I manage several labs with computers that dual-boot Windows 10 and OpenSUSE Leap 15.1 that sometimes fail to pull DHCP IP addresses when booting into OpenSUSE.
When these computers have been idle for a time, over night or over a weekend, and they are rebooted from Windows (which they usually run) to Linux, some percentage (roughly a quarter to half) of the machines fail to get and IP address. If I log in to the computers, I can see that the interface is up, I can do a tcpdump on the interface and see packets, but nothing I do once the interface has failed to pull an IP address seems to correct the problem. I have restarted the network with “service network restart” and wicked with “service wicked restart”, but neither results in obtaining an IP address. I can assign an address manually.
If I reboot the computer into Windows, wait for it to obtain an IP address, and reboot into Linux, the Linux computer will pull a DHCP IP. After booting into Linux and successfully pulling a DHCP IP address, the computer will continue to work and get an IP address for some indeterminate amount of time.
When booting Windows or the previous Linux version (OpenSUSE Leap 42.3), we never experienced this problem. I have also installed the wicked* packages from Leap 42.3 on our Leap 15.1 computers and it seems to resolve the problem–at least until and auto update script that I run on boot updates the system and replaces the old wicked* packages with the new ones.
I realize that I could simply install and lock the old version of wicked*, but I would prefer to figure out what is happening and why.
This also happens when I disable wicked and use network manager instead.
The inconsistent nature of the problem and the fact that once a machine pulls an IP address in Linux has made troubleshooting this quite difficult.
Does anyone know what might be going on or have suggestions for debugging this behavior? I have turned on debug logging in wicked, but so far haven’t found the cause.
Thanks! I’ll look at the bug report in just a moment and see if it holds the key to fixing this.
Yes, we tried NetworkManager instead of Wicked and had essentially the same results. We narrowed this down to the DHCP helper application in NetworkManager, ran that by itself, and it basically just entered a loop of trying, and failing, to get and address.
Your problem is not a bug or anything particularly surprising if you understand how DHCP works…
When a machine configured as a DHCP client boots up and contacts the DHCP server for the first time, the DHCP will look in its records and find this is a new machine so will hand out an IP address to this machine previously identified only by its MAC address.

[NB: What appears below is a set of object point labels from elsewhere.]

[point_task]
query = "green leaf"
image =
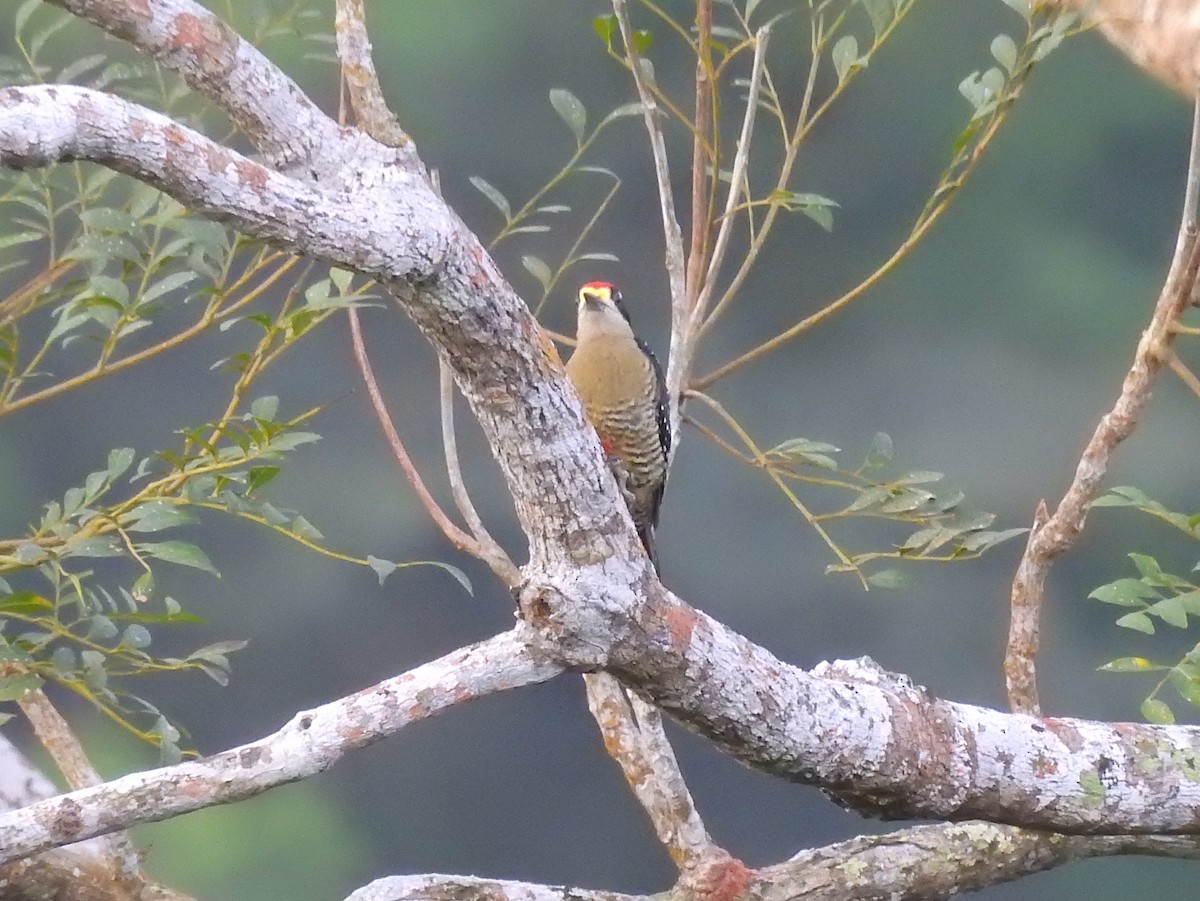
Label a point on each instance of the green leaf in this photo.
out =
(1003, 50)
(1157, 712)
(24, 604)
(573, 112)
(166, 284)
(919, 476)
(99, 546)
(385, 568)
(845, 56)
(1147, 566)
(382, 568)
(291, 440)
(460, 576)
(119, 460)
(23, 12)
(1125, 593)
(983, 541)
(305, 529)
(258, 476)
(1131, 665)
(341, 278)
(881, 12)
(136, 636)
(157, 515)
(265, 408)
(179, 552)
(81, 66)
(1126, 496)
(625, 109)
(101, 629)
(1170, 611)
(1138, 622)
(498, 200)
(882, 450)
(605, 26)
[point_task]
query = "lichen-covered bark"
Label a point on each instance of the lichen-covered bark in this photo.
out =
(589, 599)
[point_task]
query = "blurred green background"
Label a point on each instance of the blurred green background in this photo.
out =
(989, 355)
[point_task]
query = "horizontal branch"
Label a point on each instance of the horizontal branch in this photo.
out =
(881, 744)
(940, 862)
(311, 743)
(471, 888)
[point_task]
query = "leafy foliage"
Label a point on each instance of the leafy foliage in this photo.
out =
(535, 215)
(1156, 596)
(941, 530)
(103, 275)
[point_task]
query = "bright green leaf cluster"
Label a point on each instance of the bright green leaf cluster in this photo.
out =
(1156, 596)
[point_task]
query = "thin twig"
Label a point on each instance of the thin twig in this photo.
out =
(499, 562)
(737, 181)
(1057, 533)
(676, 263)
(635, 739)
(456, 536)
(1186, 376)
(701, 156)
(760, 461)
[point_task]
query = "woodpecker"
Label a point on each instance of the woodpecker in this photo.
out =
(625, 398)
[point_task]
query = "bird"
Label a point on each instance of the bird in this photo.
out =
(625, 400)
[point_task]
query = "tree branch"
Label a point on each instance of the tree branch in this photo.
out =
(311, 743)
(265, 104)
(489, 553)
(1055, 534)
(634, 737)
(358, 68)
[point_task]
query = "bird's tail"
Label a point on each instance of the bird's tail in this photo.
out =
(647, 534)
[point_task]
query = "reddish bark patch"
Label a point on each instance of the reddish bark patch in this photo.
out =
(1065, 732)
(723, 880)
(681, 624)
(1044, 767)
(216, 158)
(208, 41)
(252, 174)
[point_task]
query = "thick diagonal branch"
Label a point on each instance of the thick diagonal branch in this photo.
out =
(311, 743)
(267, 106)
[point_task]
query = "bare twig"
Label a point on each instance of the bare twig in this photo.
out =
(1057, 533)
(737, 181)
(493, 553)
(702, 156)
(472, 888)
(358, 70)
(634, 736)
(1185, 374)
(456, 536)
(676, 262)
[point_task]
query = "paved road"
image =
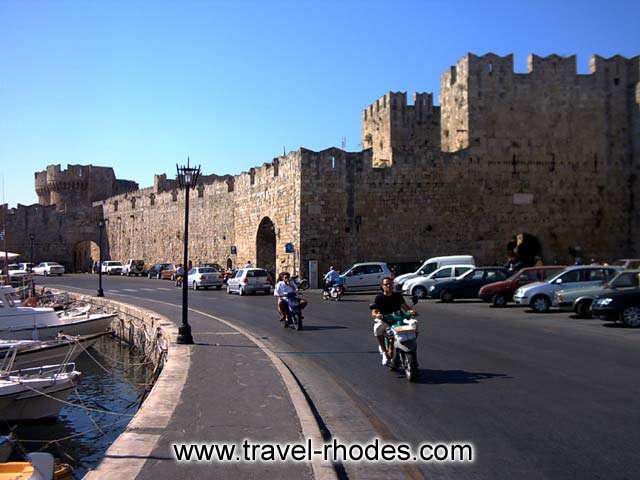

The DHCP lease will have a TTL (Time to live) and for a long as that lease is valid, that machine and only that machine (identified by its MAC address) will be allowed to use that IP address. When the DHCP lease life is half over, the DHCP server will be looking for, and expect that the machine assigned that IP address will come online and use that address. If the machine connects, then the lease is automatically renewed, and if it doesn’t then when the lease expires completely is returned to the pool of assignable addresses.
When you boot only one OS assigned that DHCP lease, then everything works reliably.
Now, consider what happens when you dual-boot and boot using the other OS.
Unless you’ve artificially over-ridden the MAC address burned into your NIC by the manufacturer, you’re using the same MAC address as the other OS but your second OS won’t know that IP has already been assigned. Your OS will ask for a DHCP address to be assigned to it, but your DHCP server seeing that an IP address has already been assigned to the machine with that MAC address will be silent and unresponsive.
If you understand the above, there are some obvious solutions…
In your second OS, over-ride the MAC address so that the DHCP server recognizes the machine as uniquely different than when your machine is running the first OS.
Use a different NIC
Connect using a different network connection that is using a different NetworkID because DHCP servers are rarely configured to serve different address ranges.